Yargıtay Kararı 13. Hukuk Dairesi 2016/17875 E. 2018/8113 K. 18.09.2018 T.

YARGITAY KARARI
DAİRE : 13. Hukuk Dairesi
ESAS NO : 2016/17875
KARAR NO : 2018/8113
KARAR TARİHİ : 18.09.2018

MAHKEMESİ :Asliye Hukuk Mahkemesi

Taraflar arasındaki alacak davasının yapılan yargılaması sonunda ilamda yazılı nedenlerden dolayı davanın kısmen kabulüne kısmen reddine yönelik olarak verilen hükmün süresi içinde davacı-… avukatınca temyiz edilmesi üzerine dosya incelendi gereği konuşulup düşünüldü.

KARAR

Davacı vekili, müvekkilinin icra dosyasında borçlu olarak gösterilip alacak miktarının davalı alacaklıya elden harici olarak ve vekalet ücreti de vekile ödenmek suretiyle ödendiğini, davalıya yapılan ödemeler ile icra dosyasına yapılan ödemeler nedeni ile dosyada görünen borç miktarından sorumlu olmadıklarını, müvekkili şirketin yaptığı ödemeler nedeni ile borçlu olmadığının tespitine, … İcra Müdürlüğünün 2014/453 esas sayılı dosyasında yapılan takibin dava sonuçlanıncaya kadar durdurulmasına karar verilmesini talep ve dava etmiştir.
Davalı vekili, müvekkilinin kısmi tahsilat yaptığını ancak borcun infaz olmadığını davanın reddini talep etmiştir.
Mahkemece, davalının davacıya dava tarihi itibari ile 4891,04-TL borçlu olduğunun tespitine, bakiye kalan kısmın borçlu olmadığının tespitine ve davanın kısmen kabulüne dair hüküm kurulmuş … İcra Müdürlüğü’nün 2014/453 Esas sayılı dosyasında icra takibinin dava tarihi itibariyle 4891,04TL üzerinden devamına karar verilmiş; hüküm, davacı tarafından temyiz edilmiştir.
1-Eldeki dava, davacının icra dosyasında belirtilen miktarda borçlu olmadığının tespitine ilişkindir.
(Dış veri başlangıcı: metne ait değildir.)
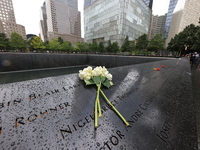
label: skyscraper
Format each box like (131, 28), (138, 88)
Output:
(0, 0), (26, 40)
(84, 0), (96, 9)
(84, 0), (152, 46)
(149, 14), (167, 39)
(40, 0), (83, 43)
(164, 0), (178, 38)
(144, 0), (153, 9)
(166, 0), (200, 43)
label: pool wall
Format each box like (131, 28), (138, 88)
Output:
(0, 53), (169, 72)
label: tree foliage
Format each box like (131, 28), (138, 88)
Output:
(10, 32), (26, 50)
(0, 33), (9, 50)
(121, 36), (131, 52)
(167, 24), (200, 53)
(147, 34), (165, 52)
(29, 36), (45, 50)
(136, 34), (149, 50)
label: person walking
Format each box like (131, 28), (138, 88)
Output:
(190, 53), (196, 66)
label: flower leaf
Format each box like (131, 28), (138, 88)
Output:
(92, 76), (101, 84)
(110, 81), (114, 86)
(101, 76), (107, 83)
(102, 78), (114, 88)
(84, 79), (95, 85)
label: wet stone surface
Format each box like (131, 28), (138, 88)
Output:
(0, 59), (197, 150)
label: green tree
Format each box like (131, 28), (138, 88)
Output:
(136, 34), (149, 50)
(106, 40), (112, 53)
(61, 41), (73, 52)
(0, 33), (9, 50)
(89, 41), (99, 52)
(147, 34), (165, 52)
(10, 32), (26, 50)
(167, 24), (200, 55)
(48, 38), (63, 51)
(111, 41), (119, 53)
(29, 36), (46, 50)
(75, 42), (89, 52)
(121, 36), (131, 52)
(58, 37), (64, 44)
(99, 41), (105, 53)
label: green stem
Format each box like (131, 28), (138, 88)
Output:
(94, 96), (98, 128)
(100, 89), (129, 126)
(96, 83), (102, 117)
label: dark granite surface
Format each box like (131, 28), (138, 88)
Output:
(0, 53), (168, 72)
(0, 58), (197, 150)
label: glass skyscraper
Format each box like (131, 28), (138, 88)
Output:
(40, 0), (83, 43)
(166, 0), (200, 44)
(0, 0), (26, 40)
(164, 0), (178, 38)
(144, 0), (153, 9)
(84, 0), (96, 9)
(84, 0), (152, 46)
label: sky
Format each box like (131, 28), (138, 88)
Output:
(12, 0), (170, 38)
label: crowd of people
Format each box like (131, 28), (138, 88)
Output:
(189, 52), (199, 66)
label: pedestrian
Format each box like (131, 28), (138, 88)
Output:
(190, 53), (196, 66)
(195, 52), (199, 63)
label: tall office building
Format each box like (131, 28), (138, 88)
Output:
(40, 0), (83, 43)
(164, 0), (178, 38)
(166, 0), (200, 44)
(84, 0), (152, 46)
(149, 14), (167, 39)
(84, 0), (96, 9)
(144, 0), (153, 9)
(0, 0), (26, 40)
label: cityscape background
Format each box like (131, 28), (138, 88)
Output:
(12, 0), (170, 38)
(0, 0), (200, 55)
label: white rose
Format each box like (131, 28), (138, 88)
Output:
(92, 67), (102, 76)
(105, 73), (112, 81)
(79, 66), (92, 80)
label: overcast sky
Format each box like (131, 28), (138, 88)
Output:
(12, 0), (169, 37)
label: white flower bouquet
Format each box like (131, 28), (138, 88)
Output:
(79, 66), (129, 128)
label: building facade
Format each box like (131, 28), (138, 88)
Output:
(144, 0), (153, 9)
(164, 0), (178, 38)
(40, 0), (83, 43)
(84, 0), (152, 46)
(148, 14), (167, 39)
(84, 0), (96, 9)
(166, 0), (200, 44)
(0, 0), (26, 40)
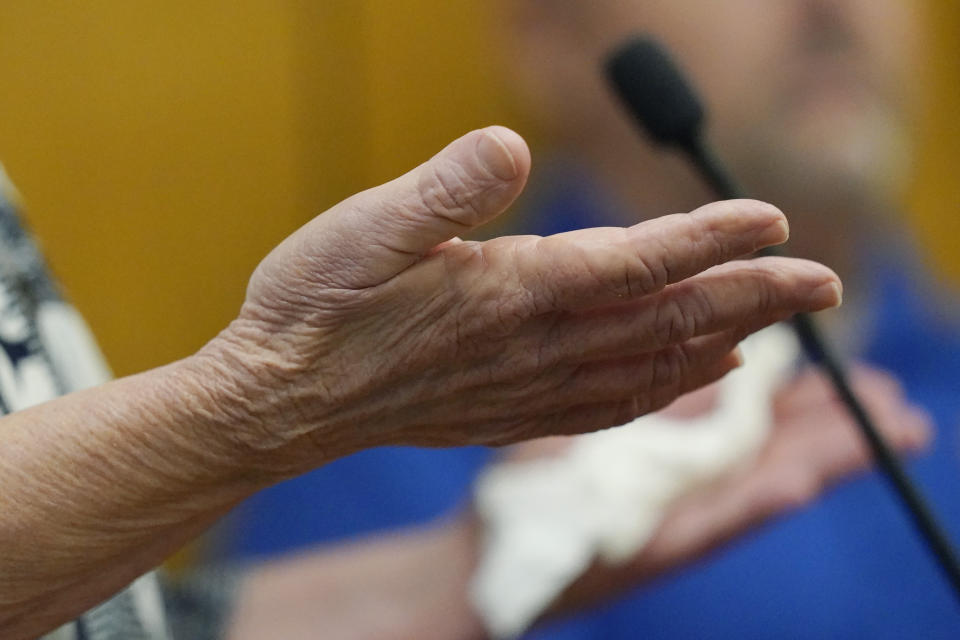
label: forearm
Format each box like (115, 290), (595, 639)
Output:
(0, 352), (264, 638)
(229, 520), (485, 640)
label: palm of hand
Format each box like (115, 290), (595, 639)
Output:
(204, 129), (839, 471)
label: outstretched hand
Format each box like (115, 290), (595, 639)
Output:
(205, 127), (840, 473)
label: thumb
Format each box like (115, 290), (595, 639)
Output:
(310, 127), (530, 289)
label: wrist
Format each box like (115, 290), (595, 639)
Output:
(177, 320), (362, 484)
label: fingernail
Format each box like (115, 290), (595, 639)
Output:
(813, 282), (843, 309)
(477, 129), (520, 181)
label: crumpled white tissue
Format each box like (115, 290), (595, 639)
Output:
(471, 325), (798, 638)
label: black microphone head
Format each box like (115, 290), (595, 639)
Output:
(605, 37), (704, 146)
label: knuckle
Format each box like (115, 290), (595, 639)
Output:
(650, 344), (689, 391)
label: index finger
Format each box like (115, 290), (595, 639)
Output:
(508, 200), (789, 312)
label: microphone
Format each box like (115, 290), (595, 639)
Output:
(606, 37), (960, 599)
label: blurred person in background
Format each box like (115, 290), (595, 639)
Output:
(227, 0), (960, 638)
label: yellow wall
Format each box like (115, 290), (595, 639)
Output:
(907, 0), (960, 285)
(0, 0), (960, 374)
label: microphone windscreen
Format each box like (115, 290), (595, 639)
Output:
(605, 37), (704, 146)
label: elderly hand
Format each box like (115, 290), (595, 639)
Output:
(201, 127), (840, 473)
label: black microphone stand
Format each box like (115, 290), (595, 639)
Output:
(607, 38), (960, 599)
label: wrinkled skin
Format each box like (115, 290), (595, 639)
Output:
(206, 127), (840, 472)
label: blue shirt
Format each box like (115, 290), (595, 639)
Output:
(225, 172), (960, 640)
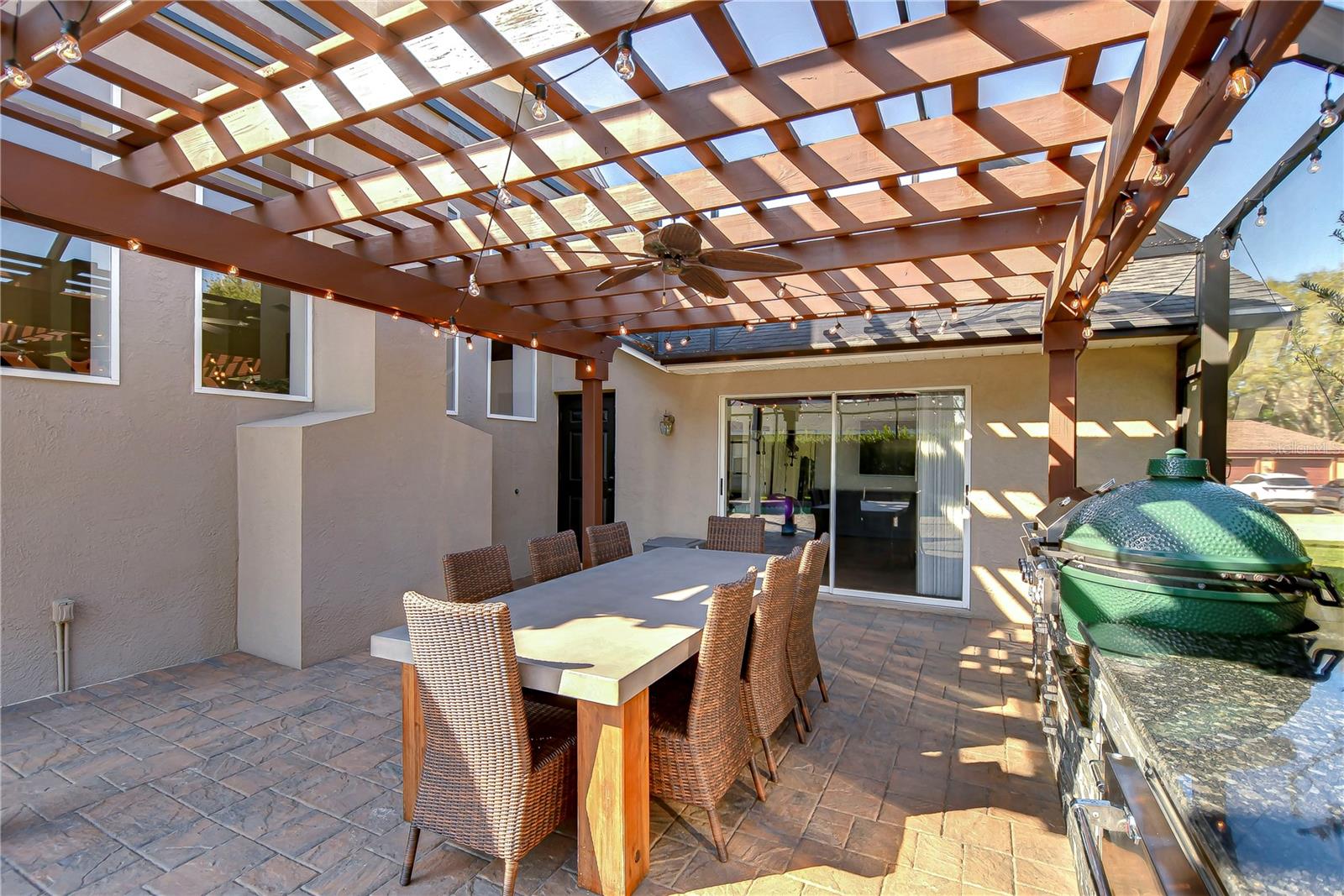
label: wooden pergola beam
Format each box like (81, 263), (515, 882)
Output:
(440, 204), (1078, 307)
(231, 2), (1151, 233)
(341, 78), (1196, 265)
(1053, 0), (1321, 316)
(0, 141), (616, 359)
(97, 0), (704, 189)
(1043, 0), (1215, 320)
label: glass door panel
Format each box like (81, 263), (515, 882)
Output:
(832, 391), (965, 600)
(724, 395), (831, 574)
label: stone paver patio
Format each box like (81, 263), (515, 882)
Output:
(0, 600), (1074, 896)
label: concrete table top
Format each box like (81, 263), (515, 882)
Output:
(370, 548), (770, 706)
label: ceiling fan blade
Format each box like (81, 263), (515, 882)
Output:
(596, 262), (657, 291)
(643, 222), (701, 258)
(701, 249), (802, 274)
(681, 265), (728, 298)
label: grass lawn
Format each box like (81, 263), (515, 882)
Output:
(1282, 513), (1344, 589)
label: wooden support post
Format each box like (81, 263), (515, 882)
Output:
(578, 690), (649, 896)
(574, 358), (609, 567)
(402, 663), (425, 820)
(1044, 321), (1087, 501)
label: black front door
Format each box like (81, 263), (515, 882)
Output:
(556, 392), (616, 536)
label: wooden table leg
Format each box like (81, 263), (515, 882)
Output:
(578, 690), (649, 896)
(402, 663), (425, 820)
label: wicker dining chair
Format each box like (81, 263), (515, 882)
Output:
(788, 532), (831, 739)
(742, 545), (802, 780)
(444, 544), (513, 603)
(649, 567), (764, 861)
(583, 522), (634, 567)
(704, 516), (764, 553)
(527, 529), (583, 582)
(401, 591), (578, 896)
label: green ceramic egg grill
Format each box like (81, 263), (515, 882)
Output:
(1059, 448), (1339, 642)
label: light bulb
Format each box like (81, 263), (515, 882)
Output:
(1223, 50), (1259, 99)
(533, 85), (549, 121)
(1147, 146), (1172, 186)
(51, 18), (83, 65)
(0, 59), (32, 90)
(612, 31), (636, 81)
(1320, 97), (1340, 128)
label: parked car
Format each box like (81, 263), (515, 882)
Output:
(1315, 479), (1344, 511)
(1232, 473), (1315, 511)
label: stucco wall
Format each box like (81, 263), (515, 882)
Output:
(0, 253), (314, 704)
(554, 345), (1174, 621)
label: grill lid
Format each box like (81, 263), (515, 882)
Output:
(1060, 448), (1312, 574)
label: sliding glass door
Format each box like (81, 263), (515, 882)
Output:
(722, 390), (966, 603)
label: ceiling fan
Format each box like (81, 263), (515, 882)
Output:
(596, 223), (802, 298)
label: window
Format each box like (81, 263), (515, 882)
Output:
(195, 190), (312, 401)
(0, 220), (119, 383)
(446, 336), (459, 417)
(486, 343), (536, 421)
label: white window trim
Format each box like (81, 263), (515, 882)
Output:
(445, 336), (462, 417)
(0, 85), (123, 385)
(486, 340), (536, 423)
(191, 184), (313, 405)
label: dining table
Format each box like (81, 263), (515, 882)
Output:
(370, 548), (770, 896)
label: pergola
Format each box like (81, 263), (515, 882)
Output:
(0, 0), (1320, 881)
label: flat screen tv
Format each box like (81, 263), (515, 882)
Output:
(858, 425), (916, 475)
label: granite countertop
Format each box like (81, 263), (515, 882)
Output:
(1089, 618), (1344, 896)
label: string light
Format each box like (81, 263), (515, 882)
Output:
(1147, 146), (1172, 186)
(533, 85), (551, 121)
(1223, 50), (1259, 99)
(1320, 97), (1340, 128)
(612, 29), (637, 81)
(0, 59), (32, 90)
(45, 18), (83, 65)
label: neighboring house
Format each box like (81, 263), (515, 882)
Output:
(1227, 421), (1344, 485)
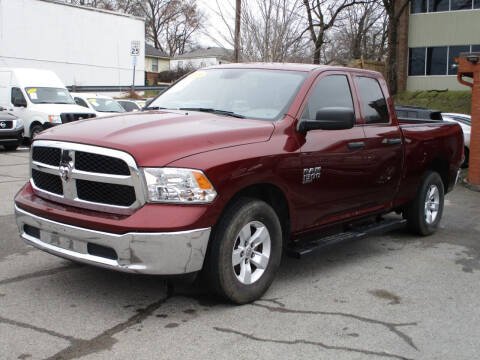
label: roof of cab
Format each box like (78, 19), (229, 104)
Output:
(204, 63), (380, 76)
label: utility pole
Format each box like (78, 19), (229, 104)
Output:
(233, 0), (242, 62)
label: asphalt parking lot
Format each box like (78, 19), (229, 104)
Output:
(0, 148), (480, 360)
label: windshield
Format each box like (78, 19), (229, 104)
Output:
(148, 69), (307, 120)
(87, 98), (125, 112)
(25, 87), (75, 104)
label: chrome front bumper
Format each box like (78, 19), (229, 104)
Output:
(15, 206), (211, 275)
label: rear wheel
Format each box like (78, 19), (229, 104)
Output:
(404, 171), (444, 235)
(205, 198), (282, 304)
(461, 147), (470, 169)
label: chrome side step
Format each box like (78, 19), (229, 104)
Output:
(286, 219), (407, 259)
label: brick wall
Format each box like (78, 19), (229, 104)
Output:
(468, 71), (480, 185)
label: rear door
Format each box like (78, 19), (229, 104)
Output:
(354, 74), (404, 207)
(298, 72), (372, 228)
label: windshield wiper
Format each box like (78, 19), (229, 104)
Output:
(179, 107), (245, 119)
(143, 106), (172, 110)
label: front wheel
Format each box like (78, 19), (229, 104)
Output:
(205, 198), (282, 304)
(404, 171), (444, 235)
(3, 145), (18, 151)
(30, 125), (43, 141)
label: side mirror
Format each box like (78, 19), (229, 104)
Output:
(13, 97), (27, 107)
(298, 107), (355, 132)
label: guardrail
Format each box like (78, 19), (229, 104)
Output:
(67, 85), (170, 92)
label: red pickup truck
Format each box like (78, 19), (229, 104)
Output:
(15, 64), (463, 303)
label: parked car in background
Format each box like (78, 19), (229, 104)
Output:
(0, 107), (23, 151)
(71, 93), (125, 117)
(442, 113), (472, 168)
(117, 100), (143, 112)
(0, 68), (95, 140)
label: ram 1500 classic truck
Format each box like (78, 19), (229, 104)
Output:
(15, 64), (463, 303)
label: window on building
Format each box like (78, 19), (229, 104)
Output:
(450, 0), (472, 10)
(428, 0), (449, 12)
(74, 97), (88, 108)
(427, 46), (447, 75)
(302, 75), (353, 120)
(448, 45), (470, 75)
(356, 76), (390, 124)
(410, 0), (428, 14)
(408, 48), (425, 76)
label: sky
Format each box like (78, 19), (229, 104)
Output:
(197, 0), (234, 48)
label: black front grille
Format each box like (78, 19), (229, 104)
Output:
(75, 151), (130, 175)
(32, 169), (63, 195)
(60, 113), (96, 124)
(0, 120), (13, 130)
(32, 146), (62, 166)
(76, 180), (135, 206)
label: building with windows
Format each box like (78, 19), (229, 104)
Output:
(145, 44), (170, 85)
(398, 0), (480, 91)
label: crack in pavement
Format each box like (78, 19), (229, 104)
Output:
(40, 286), (173, 360)
(0, 316), (81, 342)
(213, 327), (413, 360)
(255, 300), (419, 351)
(0, 264), (83, 286)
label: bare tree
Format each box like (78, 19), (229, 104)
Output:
(382, 0), (410, 94)
(321, 2), (388, 64)
(164, 3), (204, 56)
(303, 0), (368, 64)
(210, 0), (308, 62)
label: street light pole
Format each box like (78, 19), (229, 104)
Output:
(233, 0), (242, 62)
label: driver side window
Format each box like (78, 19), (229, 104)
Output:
(302, 75), (355, 120)
(10, 88), (26, 104)
(74, 97), (88, 108)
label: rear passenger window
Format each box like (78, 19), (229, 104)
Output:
(302, 75), (354, 120)
(75, 97), (88, 108)
(357, 76), (390, 124)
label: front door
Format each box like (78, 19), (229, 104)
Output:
(298, 72), (368, 228)
(354, 75), (403, 207)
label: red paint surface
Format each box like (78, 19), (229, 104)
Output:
(15, 64), (463, 236)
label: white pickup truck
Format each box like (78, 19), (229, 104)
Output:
(0, 68), (95, 140)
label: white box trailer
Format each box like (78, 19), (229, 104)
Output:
(0, 0), (145, 86)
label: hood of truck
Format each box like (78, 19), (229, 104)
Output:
(36, 110), (274, 167)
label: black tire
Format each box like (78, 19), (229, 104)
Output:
(404, 171), (445, 236)
(30, 125), (43, 142)
(461, 147), (470, 169)
(203, 198), (282, 304)
(3, 145), (18, 151)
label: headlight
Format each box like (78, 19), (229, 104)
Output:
(48, 115), (62, 123)
(143, 168), (217, 204)
(15, 119), (23, 129)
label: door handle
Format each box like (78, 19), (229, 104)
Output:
(382, 138), (402, 145)
(348, 141), (365, 150)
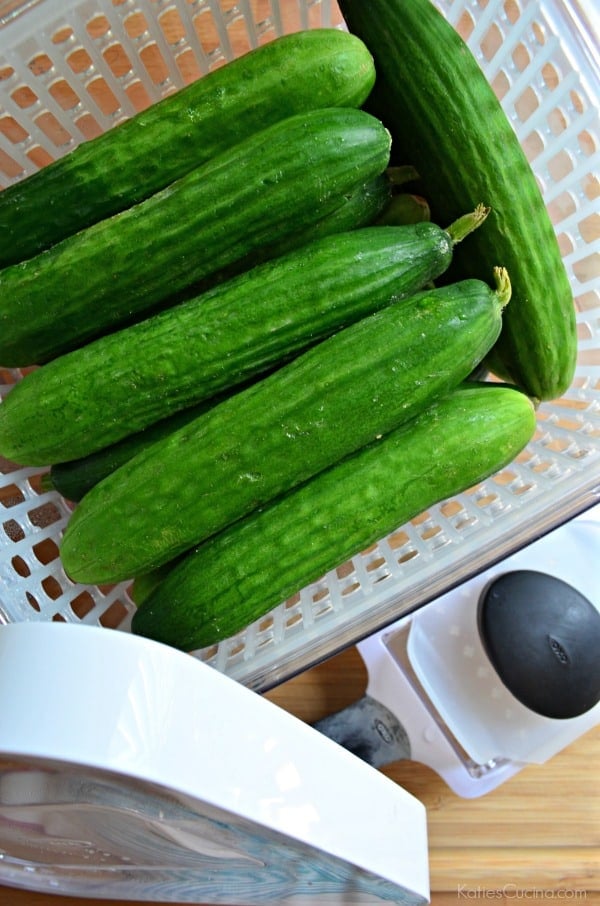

Mahkemece davanın kısmen kabulüne karar verilmiş ise de; davacı dava değerini 1.000,00 TL olarak belirlemiş ve bu miktar üzerinden harç yatırmış, ıslah ile de alacak talebini artırmamıştır. Hemen belirtilmelidir ki 6100 sayılı HMK.nun 26/1. maddesi gereğince hakim, tarafların talep sonuçlarıyla bağlı olup, ondan fazlasına veya başka bir şeye karar veremez. Anılan yasal düzenleme ışığında somut olaya bakıldığında, mahkemece davacının talebi miktarına göre değerlendirme yapılarak oluşan duruma göre kabul veya red kararı verilmesi gerekirken, bu talebini aşacak şekilde bilirkişi raporu esas alınarak borçlu olmadığının tespitine hükmedilmiş olması usul ve yasaya aykırı olup, bozma nedenidir.
2-Bozma nedenine göre davacı tarafın sair temyiz itirazlarının incelenmesine bu aşamada gerek görülmemiştir.
SONUÇ: Yukarıda birinci bentte açıklanan nedenlerle hükmün BOZULMASINA, ikinci bentte açıklanan nedenlerle davacı tarafın sair temyiz itirazlarının incelenmesine bu aşamada yer olmadığına, peşin alınan harcın istek halinde iadesine, HUMK’nun 440/III-1 maddesi uyarınca karar düzeltme yolu kapalı olmak üzere, 18/09/2018 gününde oybirliğiyle karar verildi.